Finbarr Murray, managing director of 2gether Support Solutions, recalls the implementation of housekeepers while he was at the NHS.


“They are a conduit between the FM provider and the customer, effectively the patients,” Murray says. “They act in a very holistic way to be the face of the service, but also the person that provides the human touch to the patient. It sounds old-fashioned to have housekeepers, but they have responsibility for the likes of food, cleaning and maintenance. It only cost us about half-a-million [pounds] to implement, but it made a massive difference to the facilities experience. 


“The feedback was tremendous. These housekeepers know everybody by name and their individual needs, which meant the service also became more human.”


Report

Report identifies FM’s cultural Catch22 

The threefeatures and supporting graphics in this first Facilitate ‘long form’ feature section were driven by the publication – at the IWFM’s launch event in November – of a report produced in association with workplace consultancy 3edges.

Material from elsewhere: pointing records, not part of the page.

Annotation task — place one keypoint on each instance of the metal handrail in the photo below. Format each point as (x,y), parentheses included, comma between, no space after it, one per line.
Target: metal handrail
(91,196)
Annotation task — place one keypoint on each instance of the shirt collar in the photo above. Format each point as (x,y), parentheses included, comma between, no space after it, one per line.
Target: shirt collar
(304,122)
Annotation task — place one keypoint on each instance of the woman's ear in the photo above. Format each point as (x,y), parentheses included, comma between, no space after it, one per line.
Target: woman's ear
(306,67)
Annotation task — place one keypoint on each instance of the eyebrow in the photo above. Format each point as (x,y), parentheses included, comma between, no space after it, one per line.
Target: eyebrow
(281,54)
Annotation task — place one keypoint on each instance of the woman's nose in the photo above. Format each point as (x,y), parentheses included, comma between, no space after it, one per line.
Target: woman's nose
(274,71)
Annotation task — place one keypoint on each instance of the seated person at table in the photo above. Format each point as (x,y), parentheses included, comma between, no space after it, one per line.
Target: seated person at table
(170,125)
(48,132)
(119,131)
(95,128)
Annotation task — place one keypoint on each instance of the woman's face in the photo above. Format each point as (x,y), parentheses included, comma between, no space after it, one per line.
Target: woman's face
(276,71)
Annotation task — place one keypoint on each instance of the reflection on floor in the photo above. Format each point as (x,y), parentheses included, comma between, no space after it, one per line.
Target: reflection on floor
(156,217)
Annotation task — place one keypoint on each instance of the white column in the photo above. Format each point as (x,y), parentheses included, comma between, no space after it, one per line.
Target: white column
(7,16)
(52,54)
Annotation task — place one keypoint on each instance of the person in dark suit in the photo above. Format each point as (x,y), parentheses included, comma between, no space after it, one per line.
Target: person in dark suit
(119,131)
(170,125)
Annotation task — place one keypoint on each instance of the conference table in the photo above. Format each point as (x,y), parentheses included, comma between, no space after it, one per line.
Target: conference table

In ‘Managing facilities or enabling communities – Embracing culture to move FM forward’, report authors Ian Ellison and James Pinder argue that the sector appears trapped in a “negative feedback loop” involving a lack of recognition, voice, and resources. The profession, they said, needed to consider which aspects of its ingrained culture are worth keeping – and which needed leaving behind. There is a need ‘to develop higher-order competencies beyond those represented in existing competency frameworks’.


The full report can be dowloaded from www.iwfm.org.uk/insight/research/culture-report


Oiling the scrum machine 

At Twinkl Educational Publishing, the FM team suggested a move to agile working to accommodate the varying needs of staff.


“Every time a scrum or project team changed in our production department, we would have to perform multiple seat moves, often for 50 or 60 people where we were physically unplugging people’s PCs and lugging them about,” says chief workplace officer Simone Fenton-Jarvis. “So we implemented agile and remote working, which has saved so much time. The response has been fantastic.”


But small tweaks have also raised the profile of Twinkl’s FM team, with customers and staff singing their praises. “The executive team have important visitors arriving all the time,” explains Fenton-Jarvis. “Since facilities got involved with aspects of their hospitality, the executive team have told us the feedback has been superb and these visitors leave with a really good impression of the company. 


“We provide the food, drinks, and supply Wi-Fi passwords before anyone has even asked. It’s these small touches that have made all the difference.”


With a company culture that is approachable and friendly, Fenton-Jarvis explains that it’s all about making sure people know FM is there to do whatever needs doing. “The feedback we get is that we go massively above and beyond,” she says. “With facilities, people generally don’t know you’re there unless something breaks. I set my team the task of making sure that people know we’re there, but without anything breaking.”